Es ist eine verrückte Liga, voller Anrufe und Nichtanrufe, die uns alle den Kopf schütteln lassen.

Einerseits kann Connor McDavid acht Playoff-Spiele bestreiten, ohne einen einzigen Elfmeter zu ziehen. Er trägt die Opposition wie einen Mantel, aber nada.

Dann bekommen Sie ein Spiel wie das, das am Mittwochabend in Denver gespielt wird, bei dem ein Playoff-Spiel dadurch entschieden wird, dass ein Spieler einem anderen Spieler den Stock aus der Hand schneidet.

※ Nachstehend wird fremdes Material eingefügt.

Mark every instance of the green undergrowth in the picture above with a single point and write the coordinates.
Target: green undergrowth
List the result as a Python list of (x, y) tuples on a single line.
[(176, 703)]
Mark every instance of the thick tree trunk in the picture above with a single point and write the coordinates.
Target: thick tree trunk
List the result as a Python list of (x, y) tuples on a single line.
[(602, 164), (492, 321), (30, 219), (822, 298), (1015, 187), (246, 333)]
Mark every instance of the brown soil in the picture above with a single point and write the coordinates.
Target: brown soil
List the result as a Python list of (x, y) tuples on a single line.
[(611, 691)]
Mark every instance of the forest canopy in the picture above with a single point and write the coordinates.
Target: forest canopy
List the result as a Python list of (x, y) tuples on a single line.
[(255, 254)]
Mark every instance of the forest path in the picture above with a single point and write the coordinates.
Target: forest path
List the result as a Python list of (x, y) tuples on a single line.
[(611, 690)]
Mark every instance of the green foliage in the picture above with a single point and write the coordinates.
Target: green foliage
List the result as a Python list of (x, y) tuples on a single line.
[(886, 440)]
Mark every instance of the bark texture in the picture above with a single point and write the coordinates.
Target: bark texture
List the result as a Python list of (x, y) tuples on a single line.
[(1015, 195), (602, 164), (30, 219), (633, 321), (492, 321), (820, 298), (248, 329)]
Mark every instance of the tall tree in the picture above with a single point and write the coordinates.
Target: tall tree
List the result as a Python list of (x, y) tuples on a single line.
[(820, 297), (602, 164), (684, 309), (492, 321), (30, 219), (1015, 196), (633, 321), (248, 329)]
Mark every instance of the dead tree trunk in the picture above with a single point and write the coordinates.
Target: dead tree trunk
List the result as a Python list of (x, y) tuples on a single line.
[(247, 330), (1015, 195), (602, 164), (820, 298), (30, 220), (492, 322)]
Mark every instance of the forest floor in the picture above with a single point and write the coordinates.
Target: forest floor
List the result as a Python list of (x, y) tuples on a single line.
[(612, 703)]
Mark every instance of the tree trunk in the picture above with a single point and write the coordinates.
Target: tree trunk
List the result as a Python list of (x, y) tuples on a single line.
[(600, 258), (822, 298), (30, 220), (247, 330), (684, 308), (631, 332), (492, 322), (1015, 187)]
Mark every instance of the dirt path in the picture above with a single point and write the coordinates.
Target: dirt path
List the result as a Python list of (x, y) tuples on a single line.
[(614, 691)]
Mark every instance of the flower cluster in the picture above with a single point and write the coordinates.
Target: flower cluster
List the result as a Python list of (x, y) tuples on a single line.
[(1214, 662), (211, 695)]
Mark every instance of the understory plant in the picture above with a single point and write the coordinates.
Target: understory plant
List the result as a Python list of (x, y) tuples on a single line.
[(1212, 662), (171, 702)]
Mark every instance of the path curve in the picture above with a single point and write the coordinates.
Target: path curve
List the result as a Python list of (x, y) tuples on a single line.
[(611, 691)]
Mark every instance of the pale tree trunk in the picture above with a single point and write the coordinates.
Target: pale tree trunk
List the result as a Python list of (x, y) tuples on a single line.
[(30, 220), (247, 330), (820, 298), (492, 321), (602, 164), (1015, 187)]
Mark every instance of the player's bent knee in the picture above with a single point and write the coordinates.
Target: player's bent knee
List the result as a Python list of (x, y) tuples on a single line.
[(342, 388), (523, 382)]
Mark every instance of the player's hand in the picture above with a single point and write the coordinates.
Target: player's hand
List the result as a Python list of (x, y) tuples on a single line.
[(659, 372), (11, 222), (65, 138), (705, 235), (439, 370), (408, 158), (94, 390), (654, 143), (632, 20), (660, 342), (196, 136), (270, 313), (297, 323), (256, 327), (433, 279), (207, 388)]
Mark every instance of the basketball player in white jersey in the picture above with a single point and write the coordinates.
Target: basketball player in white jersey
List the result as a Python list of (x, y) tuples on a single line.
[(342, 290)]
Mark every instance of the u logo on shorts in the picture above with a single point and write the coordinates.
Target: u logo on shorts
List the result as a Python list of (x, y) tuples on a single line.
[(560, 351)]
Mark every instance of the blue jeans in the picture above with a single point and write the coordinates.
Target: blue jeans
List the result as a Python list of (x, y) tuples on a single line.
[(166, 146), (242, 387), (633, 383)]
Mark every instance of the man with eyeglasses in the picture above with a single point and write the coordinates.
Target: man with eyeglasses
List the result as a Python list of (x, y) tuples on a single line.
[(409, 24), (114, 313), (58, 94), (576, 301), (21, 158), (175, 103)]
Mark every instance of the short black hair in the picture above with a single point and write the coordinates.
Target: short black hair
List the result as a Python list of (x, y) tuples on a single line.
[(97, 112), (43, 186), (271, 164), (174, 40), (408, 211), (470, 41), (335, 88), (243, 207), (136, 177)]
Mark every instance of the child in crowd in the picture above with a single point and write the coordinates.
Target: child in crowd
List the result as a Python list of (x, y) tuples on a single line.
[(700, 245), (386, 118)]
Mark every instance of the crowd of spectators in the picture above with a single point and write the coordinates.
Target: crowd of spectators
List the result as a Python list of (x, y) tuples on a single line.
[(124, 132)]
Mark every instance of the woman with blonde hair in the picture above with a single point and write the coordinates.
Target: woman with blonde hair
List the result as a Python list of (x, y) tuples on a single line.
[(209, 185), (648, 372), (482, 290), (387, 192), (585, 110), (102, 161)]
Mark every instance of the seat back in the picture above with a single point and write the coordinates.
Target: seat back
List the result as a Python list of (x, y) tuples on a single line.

Das war der strittige Moment in einem fabelhaften Hockeyspiel, das in halsbrecherischer Geschwindigkeit gespielt wurde, als die Vegas Golden Knights die Colorado Avalanche gründlich übertrafen, aber in der Verlängerung mit 3: 2 bei einem Powerplay-Tor verloren, während Reilly Smith im Strafraum lag, weil sie den Schläger zerschnitten hatte aus den Händen von Mikko Rantanen bei einem Faceoff.

Rantanen erzielte das spielgewinnende Tor, wahrscheinlich mit dem gleichen Zweig, da Smith es nicht gebrochen hat. Er hat Rantanen nur dazu gebracht, es fallen zu lassen, und das zugesprochene Powerplay war das Powerplay, das Spiel 2 beendete.

“Nur ein weicher Anruf”, bemerkte ein säuerlicher Peter DeBoer, der Cheftrainer von Vegas, dessen Klub jetzt mit einem 2:0 hinter der favorisierten Avalanche liegt. „Ich kann nicht einmal den Schiedsrichtern einen Vorwurf machen. Sie kämpfen sich durch die Verschönerung, dein Gesicht zu greifen, zu fallen, deinen Stock in jeder Periode fallen zu lassen.

„Ich kann nicht einmal dem Schiedsrichter einen Vorwurf machen. Sie haben ihn damit zum Narren gehalten.“

Aber warte. Sie werden nie erraten, welche Einstellung die Avalanche bei dem Anruf hatte.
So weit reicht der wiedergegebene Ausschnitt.